Upaya menggarap pasar grassroot juga dilakukan BRI melalui berbagai cara. BRI, misalnya, dengan terus agresif menyalurkan Kredit Usaha Rakyat (KUR), hingga menggarap pasar ultra mikro melalui ekosistem bersama PT Pegadaian dan PT Permodalan Nasional Madani (PNM). Holding itu terbentuk pada 2021.
Hingga akhir Agustus 2024 BRI telah menyalurkan KUR kepada 2,6 juta debitur UMKM dengan total nilai mencapai Rp126,12 triliun. Apabila dirinci, mayoritas penyaluran KUR BRI didominasi oleh sektor produksi sebesar 59,41%.
Sektor produksi ini diantaranya sektor pertanian, perikanan, industri dan jasa lainnya. Di sisi lain, BRI juga berhasil menjaga kualitas KUR yang disalurkan. Hal ini tercermin dari rasio NPL KUR yang berada di kisaran 2,31%.

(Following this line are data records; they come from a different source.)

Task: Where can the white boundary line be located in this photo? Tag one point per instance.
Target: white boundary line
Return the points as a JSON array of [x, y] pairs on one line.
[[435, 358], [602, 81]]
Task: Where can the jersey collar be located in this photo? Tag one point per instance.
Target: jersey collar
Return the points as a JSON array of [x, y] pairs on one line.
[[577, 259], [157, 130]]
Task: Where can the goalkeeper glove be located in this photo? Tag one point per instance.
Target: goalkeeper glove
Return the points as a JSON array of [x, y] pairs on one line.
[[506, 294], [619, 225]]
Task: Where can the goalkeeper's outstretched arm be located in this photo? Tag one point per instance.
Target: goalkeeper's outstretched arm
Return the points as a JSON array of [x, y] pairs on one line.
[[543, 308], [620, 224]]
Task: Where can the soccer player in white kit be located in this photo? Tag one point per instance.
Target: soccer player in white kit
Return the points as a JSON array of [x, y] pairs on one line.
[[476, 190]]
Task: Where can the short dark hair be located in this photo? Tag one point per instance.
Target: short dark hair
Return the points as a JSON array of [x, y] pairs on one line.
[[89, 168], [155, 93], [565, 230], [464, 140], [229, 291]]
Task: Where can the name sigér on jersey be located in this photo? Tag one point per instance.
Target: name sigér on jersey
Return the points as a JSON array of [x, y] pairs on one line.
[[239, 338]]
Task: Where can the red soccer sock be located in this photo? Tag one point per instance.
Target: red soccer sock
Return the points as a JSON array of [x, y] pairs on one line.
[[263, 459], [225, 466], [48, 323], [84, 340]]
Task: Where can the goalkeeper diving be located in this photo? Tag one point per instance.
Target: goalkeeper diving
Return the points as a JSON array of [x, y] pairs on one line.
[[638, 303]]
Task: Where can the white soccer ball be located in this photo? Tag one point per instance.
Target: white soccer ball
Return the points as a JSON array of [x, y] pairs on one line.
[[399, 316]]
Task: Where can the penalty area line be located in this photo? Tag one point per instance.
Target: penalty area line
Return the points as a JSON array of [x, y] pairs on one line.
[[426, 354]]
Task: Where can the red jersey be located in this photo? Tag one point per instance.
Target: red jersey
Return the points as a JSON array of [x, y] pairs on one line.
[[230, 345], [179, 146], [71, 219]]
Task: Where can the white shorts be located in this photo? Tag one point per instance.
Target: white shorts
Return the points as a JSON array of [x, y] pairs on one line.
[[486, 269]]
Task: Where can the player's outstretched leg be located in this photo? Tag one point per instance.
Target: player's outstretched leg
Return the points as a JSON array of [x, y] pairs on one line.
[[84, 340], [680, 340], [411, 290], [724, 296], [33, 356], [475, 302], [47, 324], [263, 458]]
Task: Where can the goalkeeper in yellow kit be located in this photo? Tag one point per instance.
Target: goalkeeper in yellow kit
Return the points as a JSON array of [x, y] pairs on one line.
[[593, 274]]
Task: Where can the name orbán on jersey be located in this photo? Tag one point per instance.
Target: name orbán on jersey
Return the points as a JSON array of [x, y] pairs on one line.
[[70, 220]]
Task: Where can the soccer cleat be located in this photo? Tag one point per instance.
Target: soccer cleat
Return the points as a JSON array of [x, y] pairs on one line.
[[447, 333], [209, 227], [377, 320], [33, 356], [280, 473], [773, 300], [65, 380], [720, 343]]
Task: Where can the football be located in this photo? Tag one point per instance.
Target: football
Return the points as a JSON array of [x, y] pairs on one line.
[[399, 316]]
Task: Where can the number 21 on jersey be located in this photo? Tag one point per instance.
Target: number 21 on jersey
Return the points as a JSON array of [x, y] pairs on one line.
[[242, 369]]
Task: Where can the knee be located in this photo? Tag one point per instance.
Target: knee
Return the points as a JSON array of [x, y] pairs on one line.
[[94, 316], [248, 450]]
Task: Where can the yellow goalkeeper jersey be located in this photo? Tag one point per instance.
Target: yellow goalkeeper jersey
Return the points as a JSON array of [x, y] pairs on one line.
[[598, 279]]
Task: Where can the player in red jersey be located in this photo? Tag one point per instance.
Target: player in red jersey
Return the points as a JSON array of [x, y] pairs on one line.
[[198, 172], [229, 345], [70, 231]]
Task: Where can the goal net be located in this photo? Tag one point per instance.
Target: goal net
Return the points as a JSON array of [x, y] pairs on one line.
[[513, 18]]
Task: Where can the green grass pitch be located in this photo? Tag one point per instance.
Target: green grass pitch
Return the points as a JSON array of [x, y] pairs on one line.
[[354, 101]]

Sementara itu, holding Ultra Mikro (UMi) BRI Group telah menjangkau 176 juta nasabah simpanan dan 36,1 juta nasabah pinjaman per 13 September 2024. Total pembiayaan yang disalurkan mencapai Rp622,3 triliun sejak berdiri tiga tahun lalu atau sejak 13 September 2021.
Saat ini, ekosistem UMi telah memberikan layanan kepada 36,1 juta nasabah pinjaman, yang terdiri dari 13,4 juta debitur mikro BRI, 15 juta debitur wanita PNM, dan 7,7 juta debitur Pegadaian. Di sisi simpanan, ekosistem UMi telah melayani 176 juta nasabah dengan total simpanan mencapai Rp313,9 triliun.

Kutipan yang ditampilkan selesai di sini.